Ferric reducing ability of extracts and standards are demonstrated in Table 1. The extracts showed the low reducing activity in comparison to gallic acid, ascorbic acid and BHT as standards. Gallic acid possessed the highest FRAPS value, followed by ascorbic acid, BHT, PPE and lastly HAE. In two separate studies, antioxidant properties of three species of ferula and Eryngium palmatum (Umbelliferae) were investigated (2627). Ferric reducing ability of PPE was higher than Ferula Szowitsiana, Ferula hirtella and Ferula oopoda. Both extracts showed better reducing activity in comparison with Eryngium palmatum.

The reducing activity of polyphenol molecules depends on the number of free hydroxyl groups (23). Phenolic OH-groups of flavonoids and other phenolic compounds could be responsible for better ferric reducing activity of PPE.

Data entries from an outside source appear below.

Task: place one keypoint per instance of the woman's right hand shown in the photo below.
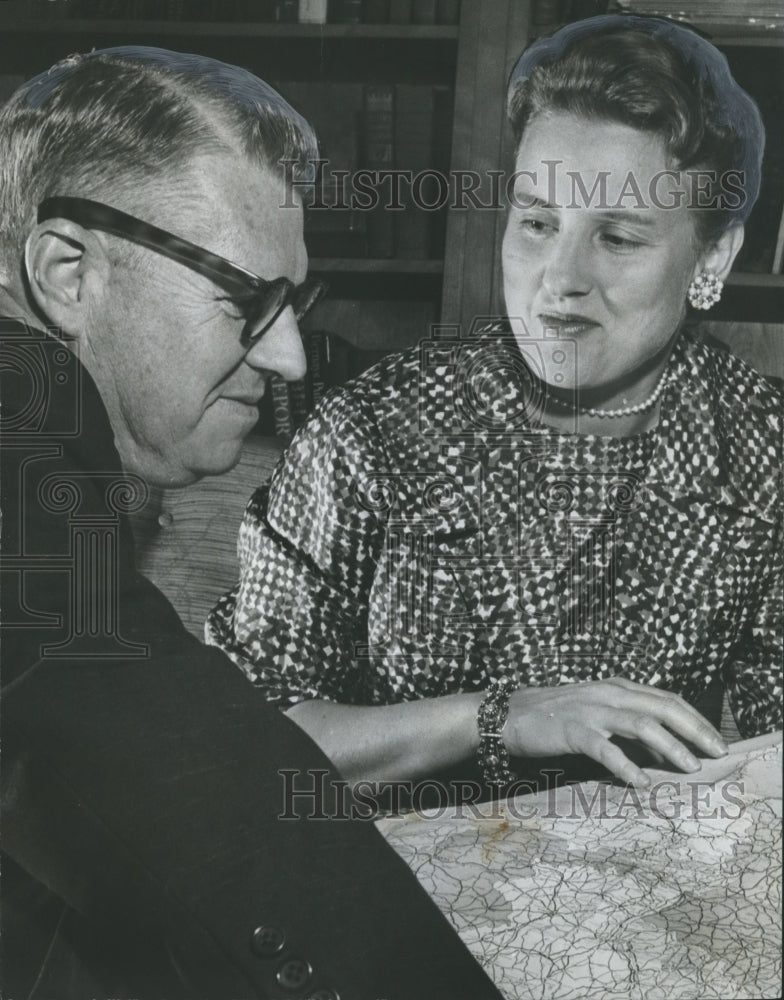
(582, 718)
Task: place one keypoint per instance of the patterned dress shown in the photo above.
(424, 533)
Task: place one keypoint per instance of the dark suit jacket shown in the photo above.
(141, 792)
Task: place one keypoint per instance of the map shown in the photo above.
(598, 891)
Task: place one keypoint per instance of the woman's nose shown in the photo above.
(280, 349)
(568, 266)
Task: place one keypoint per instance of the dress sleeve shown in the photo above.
(754, 677)
(308, 552)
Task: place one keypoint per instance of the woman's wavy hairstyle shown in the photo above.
(653, 75)
(113, 121)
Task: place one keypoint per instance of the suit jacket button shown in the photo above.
(267, 941)
(293, 974)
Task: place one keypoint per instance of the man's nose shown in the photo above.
(280, 349)
(568, 266)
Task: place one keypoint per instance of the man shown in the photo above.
(152, 283)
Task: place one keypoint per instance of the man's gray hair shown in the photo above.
(104, 123)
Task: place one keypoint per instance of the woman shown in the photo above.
(566, 528)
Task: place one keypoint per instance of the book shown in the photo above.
(378, 148)
(375, 11)
(400, 11)
(345, 11)
(448, 11)
(281, 408)
(414, 152)
(423, 12)
(313, 11)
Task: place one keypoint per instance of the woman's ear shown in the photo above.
(66, 267)
(720, 255)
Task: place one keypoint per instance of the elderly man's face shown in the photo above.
(163, 343)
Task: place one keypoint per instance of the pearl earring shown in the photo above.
(705, 290)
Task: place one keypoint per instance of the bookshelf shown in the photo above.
(384, 301)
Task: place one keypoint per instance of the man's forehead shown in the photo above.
(233, 207)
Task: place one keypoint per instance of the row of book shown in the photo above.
(750, 17)
(379, 128)
(269, 11)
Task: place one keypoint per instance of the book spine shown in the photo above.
(448, 11)
(400, 11)
(281, 408)
(287, 11)
(376, 11)
(379, 155)
(300, 404)
(345, 11)
(423, 12)
(414, 153)
(317, 347)
(313, 11)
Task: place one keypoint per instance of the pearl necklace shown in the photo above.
(623, 411)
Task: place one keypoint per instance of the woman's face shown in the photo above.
(588, 255)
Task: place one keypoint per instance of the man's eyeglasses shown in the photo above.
(260, 301)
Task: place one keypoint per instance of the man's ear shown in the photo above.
(719, 256)
(67, 267)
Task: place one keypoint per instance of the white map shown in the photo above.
(571, 905)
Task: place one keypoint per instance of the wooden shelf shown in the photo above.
(366, 265)
(775, 41)
(226, 29)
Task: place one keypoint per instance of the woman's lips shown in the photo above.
(567, 324)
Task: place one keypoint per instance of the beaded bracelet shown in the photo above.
(493, 756)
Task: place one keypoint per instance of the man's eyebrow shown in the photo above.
(531, 201)
(636, 218)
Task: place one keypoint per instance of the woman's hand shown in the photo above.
(581, 719)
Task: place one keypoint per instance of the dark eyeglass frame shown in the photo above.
(263, 301)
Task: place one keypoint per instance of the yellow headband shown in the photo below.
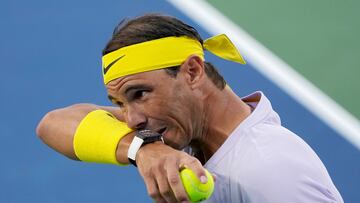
(163, 53)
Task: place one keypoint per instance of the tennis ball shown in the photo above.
(196, 190)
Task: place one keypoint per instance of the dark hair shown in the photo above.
(154, 26)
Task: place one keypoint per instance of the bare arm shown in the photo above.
(57, 129)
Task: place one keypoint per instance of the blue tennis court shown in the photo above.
(50, 53)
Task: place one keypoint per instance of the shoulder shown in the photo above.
(272, 163)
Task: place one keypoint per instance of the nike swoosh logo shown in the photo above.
(106, 69)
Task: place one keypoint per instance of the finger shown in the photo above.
(195, 165)
(175, 182)
(152, 189)
(214, 176)
(164, 186)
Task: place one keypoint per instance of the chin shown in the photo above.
(172, 139)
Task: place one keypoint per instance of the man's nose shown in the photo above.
(135, 118)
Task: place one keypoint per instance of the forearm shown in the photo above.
(58, 127)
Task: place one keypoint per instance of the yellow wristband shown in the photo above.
(97, 137)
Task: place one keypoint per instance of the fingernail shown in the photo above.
(203, 179)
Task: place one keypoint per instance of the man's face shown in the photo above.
(157, 101)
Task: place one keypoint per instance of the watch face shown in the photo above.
(147, 134)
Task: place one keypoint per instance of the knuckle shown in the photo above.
(174, 179)
(165, 192)
(154, 194)
(193, 161)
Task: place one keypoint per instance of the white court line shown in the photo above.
(274, 68)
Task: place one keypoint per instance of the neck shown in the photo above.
(219, 122)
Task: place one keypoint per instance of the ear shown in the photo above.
(193, 69)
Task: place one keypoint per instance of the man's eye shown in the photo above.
(139, 94)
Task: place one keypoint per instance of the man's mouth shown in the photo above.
(162, 131)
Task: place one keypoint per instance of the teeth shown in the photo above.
(162, 130)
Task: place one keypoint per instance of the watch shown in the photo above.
(142, 137)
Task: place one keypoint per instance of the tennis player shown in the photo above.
(155, 72)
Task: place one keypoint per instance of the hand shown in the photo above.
(159, 166)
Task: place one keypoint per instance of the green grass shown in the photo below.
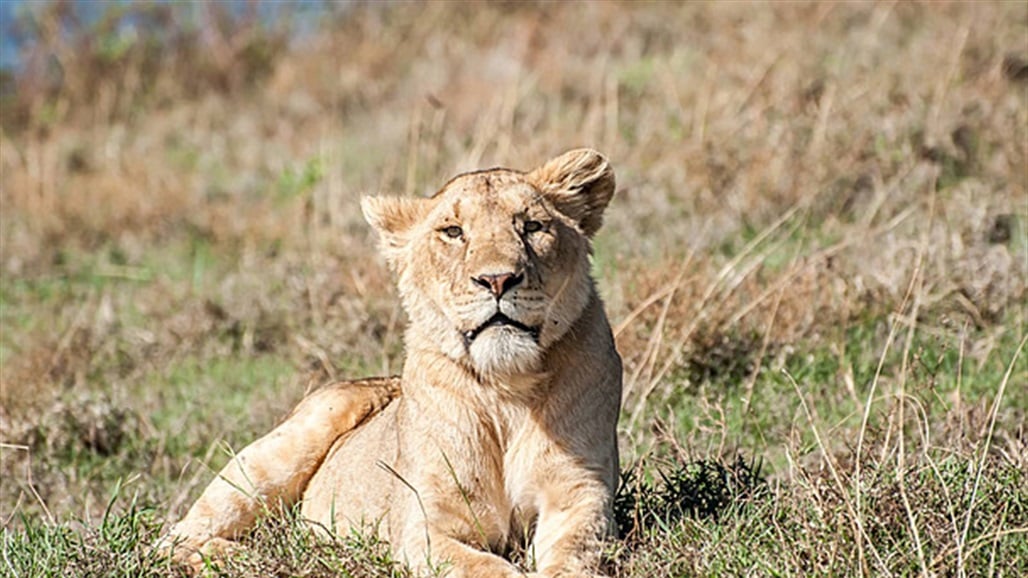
(815, 259)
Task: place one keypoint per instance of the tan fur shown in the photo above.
(506, 426)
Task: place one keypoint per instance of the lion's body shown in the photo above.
(504, 423)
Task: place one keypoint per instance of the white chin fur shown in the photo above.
(504, 351)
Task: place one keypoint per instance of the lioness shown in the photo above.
(503, 423)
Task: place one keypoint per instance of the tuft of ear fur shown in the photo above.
(581, 183)
(393, 218)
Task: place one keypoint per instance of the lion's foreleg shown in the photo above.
(573, 522)
(271, 472)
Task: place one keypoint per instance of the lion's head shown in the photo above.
(494, 267)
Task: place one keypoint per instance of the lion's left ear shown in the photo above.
(580, 183)
(393, 218)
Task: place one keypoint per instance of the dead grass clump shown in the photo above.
(651, 498)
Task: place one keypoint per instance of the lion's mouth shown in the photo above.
(500, 320)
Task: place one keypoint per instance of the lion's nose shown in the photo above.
(499, 284)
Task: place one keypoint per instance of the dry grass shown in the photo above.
(816, 256)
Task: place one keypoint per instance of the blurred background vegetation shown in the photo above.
(815, 262)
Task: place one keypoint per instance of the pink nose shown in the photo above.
(499, 284)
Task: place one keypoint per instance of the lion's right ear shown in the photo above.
(394, 218)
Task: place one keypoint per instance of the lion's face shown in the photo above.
(494, 268)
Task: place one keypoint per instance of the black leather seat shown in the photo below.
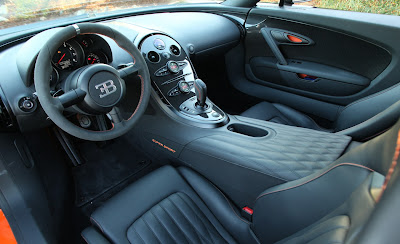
(332, 205)
(360, 119)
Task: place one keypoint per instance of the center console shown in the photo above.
(176, 83)
(184, 127)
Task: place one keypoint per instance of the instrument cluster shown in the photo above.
(77, 52)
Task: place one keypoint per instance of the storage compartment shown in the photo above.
(307, 76)
(247, 130)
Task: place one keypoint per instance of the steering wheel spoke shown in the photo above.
(97, 87)
(133, 69)
(116, 115)
(71, 97)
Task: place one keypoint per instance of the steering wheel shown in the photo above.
(95, 89)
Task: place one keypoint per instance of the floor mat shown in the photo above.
(105, 167)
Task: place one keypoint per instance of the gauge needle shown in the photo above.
(61, 59)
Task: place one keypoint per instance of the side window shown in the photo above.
(391, 7)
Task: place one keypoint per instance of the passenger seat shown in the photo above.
(361, 119)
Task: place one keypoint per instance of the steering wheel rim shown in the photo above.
(54, 107)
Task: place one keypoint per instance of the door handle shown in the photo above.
(275, 37)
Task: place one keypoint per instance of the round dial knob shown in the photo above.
(173, 67)
(184, 86)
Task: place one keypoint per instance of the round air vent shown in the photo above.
(153, 57)
(175, 50)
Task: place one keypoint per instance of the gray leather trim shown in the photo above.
(367, 107)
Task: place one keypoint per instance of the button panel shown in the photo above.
(163, 71)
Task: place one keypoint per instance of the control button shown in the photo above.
(174, 92)
(191, 48)
(173, 67)
(159, 44)
(84, 121)
(215, 114)
(153, 57)
(184, 86)
(162, 71)
(166, 55)
(175, 50)
(182, 65)
(27, 104)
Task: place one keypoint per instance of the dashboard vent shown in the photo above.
(175, 50)
(5, 117)
(153, 57)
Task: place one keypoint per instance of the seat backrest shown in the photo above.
(371, 114)
(336, 200)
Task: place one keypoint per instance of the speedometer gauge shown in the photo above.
(96, 57)
(66, 57)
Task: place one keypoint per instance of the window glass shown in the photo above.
(21, 12)
(367, 6)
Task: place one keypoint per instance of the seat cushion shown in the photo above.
(280, 114)
(163, 208)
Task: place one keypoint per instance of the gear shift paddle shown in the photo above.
(201, 92)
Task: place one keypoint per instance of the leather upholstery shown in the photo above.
(361, 119)
(329, 206)
(176, 219)
(163, 208)
(288, 153)
(281, 114)
(333, 230)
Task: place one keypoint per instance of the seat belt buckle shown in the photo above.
(247, 213)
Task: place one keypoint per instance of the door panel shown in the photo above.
(351, 55)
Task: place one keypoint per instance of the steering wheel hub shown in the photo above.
(103, 87)
(94, 89)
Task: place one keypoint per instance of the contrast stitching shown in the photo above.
(239, 165)
(151, 229)
(98, 225)
(368, 97)
(84, 239)
(199, 216)
(198, 233)
(230, 205)
(308, 181)
(179, 227)
(392, 166)
(137, 233)
(163, 225)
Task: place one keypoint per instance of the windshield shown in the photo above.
(21, 12)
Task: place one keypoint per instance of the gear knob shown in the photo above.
(201, 92)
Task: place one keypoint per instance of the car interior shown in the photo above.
(232, 122)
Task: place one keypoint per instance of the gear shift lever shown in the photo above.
(201, 92)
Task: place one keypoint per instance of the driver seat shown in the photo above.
(334, 205)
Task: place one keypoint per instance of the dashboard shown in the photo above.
(167, 47)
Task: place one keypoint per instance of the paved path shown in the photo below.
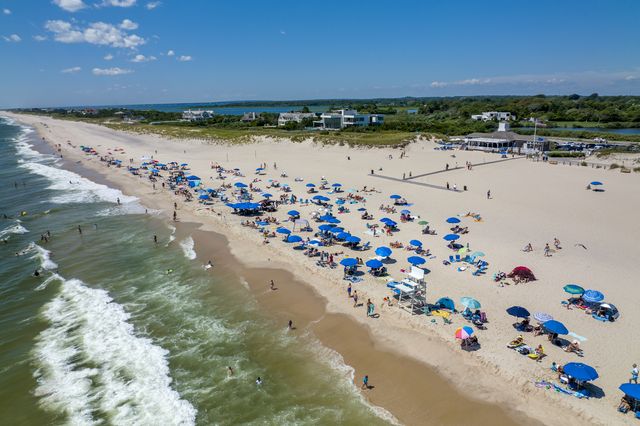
(429, 185)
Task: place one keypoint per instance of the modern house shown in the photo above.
(494, 115)
(196, 115)
(286, 117)
(342, 118)
(504, 140)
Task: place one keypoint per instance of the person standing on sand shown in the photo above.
(365, 382)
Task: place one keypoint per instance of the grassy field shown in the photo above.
(230, 135)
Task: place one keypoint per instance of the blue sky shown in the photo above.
(98, 52)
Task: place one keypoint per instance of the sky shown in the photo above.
(109, 52)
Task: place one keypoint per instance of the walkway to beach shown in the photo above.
(429, 185)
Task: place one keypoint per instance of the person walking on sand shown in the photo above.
(365, 382)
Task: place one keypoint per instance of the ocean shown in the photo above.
(119, 330)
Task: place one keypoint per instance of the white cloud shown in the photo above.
(13, 38)
(70, 5)
(98, 33)
(119, 3)
(71, 70)
(142, 58)
(111, 71)
(128, 24)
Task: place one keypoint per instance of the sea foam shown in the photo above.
(90, 361)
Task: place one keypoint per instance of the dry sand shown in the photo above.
(531, 202)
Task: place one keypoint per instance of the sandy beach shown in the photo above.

In the current study, total antioxidant capacities of plasma of Wistar rats were determined after HAE administration. For this purpose, ferric reducing ability of plasma was measured. As Fig. 4 indicates, the FRAP values of HAE (groups 2 and 3) were lower than ascorbic acid as the standard. Ferric reducing abilities of rat plasma of groups 2 and 3 were significantly higher than those of controls (p < 0.05). Amongst HAE-treated rats, the Maximum ferric reducing activity of the HAE was attained after 7 days of administration. This significant increase in FRAP level displays the presence of bioactive antioxidant molecules in HAE.

CONCLUSION

In this study, HAE as well as PPE of P. pastinacifolium exhibited a noticeable antioxidant effects though was not considerable to standards of gallic acid, ascorbic acid and BHT. Except iron chelating activity, the PPE showed greater antioxidant activity compared to HAE in all tests. The extracts indicated a good antioxidant activity at higher concentrations. Thus, further studies are warranted on the toxicity and isolation of antioxidant compounds of P. pastinacifolium.